A FATHER’S ghost, a mother quick to remarry and a servant slain – Edward de Vere’s story has many parallels with that of Shakespeare’s Hamlet.
Actor George Dillon inhabited the role of the 17th Earl Of Oxford, a courtier, swordsman, adventurer, playwright and poet, whose ghost arose to tell his story.
If we are to believe Shakespeare based Hamlet on de Vere, or even that de Vere was Hamlet’s author, then this was de Vere’s revenge.
Fragments of the play were interspersed seamlessly with original writing – for example, de Vere’s silent grief for his father and the Polonius-like William Cecil’s advice to his ward to “neither a borrower nor a lender be”.
Even the young William made an appearance, with de Vere admonishing the boy for not learning to read or write. He later, rather foolishly, offered him one of his sonnets to use to win back his wife.
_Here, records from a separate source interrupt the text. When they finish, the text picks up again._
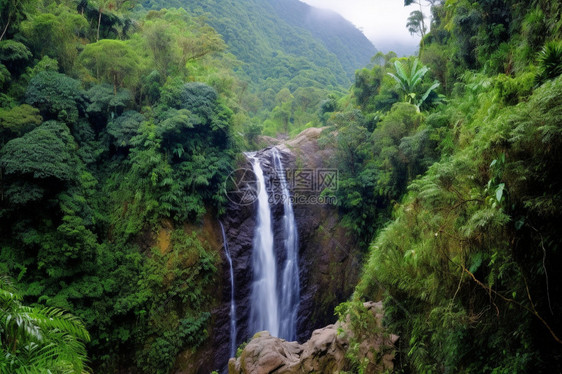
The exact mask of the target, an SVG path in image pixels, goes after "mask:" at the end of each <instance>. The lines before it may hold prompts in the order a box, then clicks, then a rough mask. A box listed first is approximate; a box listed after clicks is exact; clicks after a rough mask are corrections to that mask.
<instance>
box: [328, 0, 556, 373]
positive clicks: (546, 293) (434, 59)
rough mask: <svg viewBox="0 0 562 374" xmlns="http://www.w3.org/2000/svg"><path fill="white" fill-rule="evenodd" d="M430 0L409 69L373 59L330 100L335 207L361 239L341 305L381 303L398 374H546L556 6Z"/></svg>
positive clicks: (456, 0) (547, 338) (551, 214)
mask: <svg viewBox="0 0 562 374" xmlns="http://www.w3.org/2000/svg"><path fill="white" fill-rule="evenodd" d="M432 3H433V7H432V14H433V20H432V25H431V30H430V31H429V33H427V35H426V36H425V37H424V40H423V41H422V45H421V50H420V56H421V57H420V59H421V62H422V63H423V65H421V64H420V63H419V62H418V61H417V60H415V59H409V61H403V62H400V61H399V60H393V56H391V55H388V56H382V55H379V56H376V58H375V59H374V62H375V63H377V65H375V66H374V67H372V68H366V69H363V70H359V71H358V72H357V73H356V81H355V84H354V87H353V88H352V92H353V95H352V96H350V97H346V98H343V99H342V100H340V101H339V103H338V105H337V106H336V108H335V110H334V108H333V107H331V108H330V111H333V113H331V114H330V115H329V117H328V119H327V121H328V124H330V123H333V124H334V125H335V126H336V128H337V129H338V132H337V133H335V134H333V135H332V136H333V138H334V139H335V141H336V142H337V144H338V152H339V153H338V154H337V157H336V158H335V159H334V162H336V165H338V167H339V168H340V170H344V172H343V173H342V174H343V175H342V177H343V178H342V179H343V180H342V183H341V184H340V186H341V188H340V190H339V191H338V193H339V195H340V196H339V197H340V198H339V203H340V205H341V208H342V210H343V213H344V214H345V215H346V217H347V224H348V225H349V226H350V227H351V228H353V229H355V230H356V232H357V233H358V234H359V235H361V237H363V238H364V243H368V242H369V241H371V240H372V242H371V245H370V246H369V251H368V261H367V264H366V265H365V268H364V274H363V276H362V279H361V282H360V284H359V285H358V287H357V289H356V292H355V295H354V300H355V301H354V302H355V303H357V304H353V303H351V304H349V305H348V304H346V308H349V307H351V308H353V305H360V303H358V301H359V300H373V299H380V298H383V300H384V305H385V314H386V315H385V321H386V325H387V328H388V329H389V330H390V331H391V332H393V333H396V334H398V335H400V341H399V347H398V356H397V364H398V370H399V371H402V372H420V373H429V372H445V373H449V372H455V373H456V372H466V373H476V372H478V373H488V372H491V373H528V372H543V373H551V372H558V371H560V370H561V367H562V355H561V354H560V352H561V347H562V340H561V337H562V325H561V324H560V315H561V313H562V309H561V307H560V306H561V305H562V300H561V298H560V295H562V289H561V288H560V285H561V284H562V283H561V279H560V276H559V274H558V272H557V269H556V267H557V264H558V263H560V261H561V252H560V248H562V242H561V237H560V233H559V229H558V226H559V222H560V220H561V219H562V217H561V216H560V206H561V202H562V200H561V198H562V196H561V194H560V191H561V187H562V179H561V177H560V173H559V170H560V166H561V165H560V162H561V160H562V158H561V153H560V152H561V150H562V148H561V145H562V144H561V143H560V139H561V137H560V135H561V132H562V127H561V122H560V118H562V117H561V115H562V112H561V111H562V100H561V97H562V96H561V95H562V78H561V77H559V76H560V73H561V71H560V68H561V67H562V60H561V59H560V38H561V37H562V28H561V26H562V24H561V22H560V17H559V15H560V5H558V3H557V2H549V1H544V2H543V1H533V2H522V1H476V2H468V1H463V0H448V1H445V2H443V3H440V2H432ZM389 79H390V80H389ZM433 79H437V80H438V82H439V83H440V84H439V86H438V85H436V84H435V83H433ZM418 85H419V86H418ZM416 87H417V88H416ZM436 91H437V92H441V94H440V95H438V94H437V92H436ZM427 92H429V93H428V94H427V95H426V93H427ZM443 95H446V97H445V96H443ZM417 100H419V101H417ZM399 101H405V102H409V103H413V104H417V108H418V109H419V110H421V112H420V111H418V110H416V107H415V106H409V105H407V104H403V103H397V102H399ZM357 107H358V108H359V109H360V110H357ZM365 139H368V141H365ZM348 170H349V172H348ZM391 217H392V220H391V221H390V223H387V222H388V221H389V219H390V218H391ZM355 308H356V309H357V313H360V310H359V309H360V308H359V307H358V306H355ZM350 354H351V355H352V356H353V352H350ZM362 368H363V366H362V364H361V362H359V361H358V362H357V368H356V369H357V371H361V370H362Z"/></svg>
The play had its lighter moments – not least when de Vere, commencing, “To be or not to be…”, was cut off by William exclaiming: “What kind of question is that?”
What kind of question, indeed, for de Vere’s story was not a revenge tragedy but one more familiar to its 21st century audience – one of advancement, and the legacy we leave behind.
With an impressive performance by Dillon, simple but effective lighting, and a score performed by Charlotte Glasson on multiple instruments, including a sword, this was a big production in a small theatre and a cut above your average one-man show.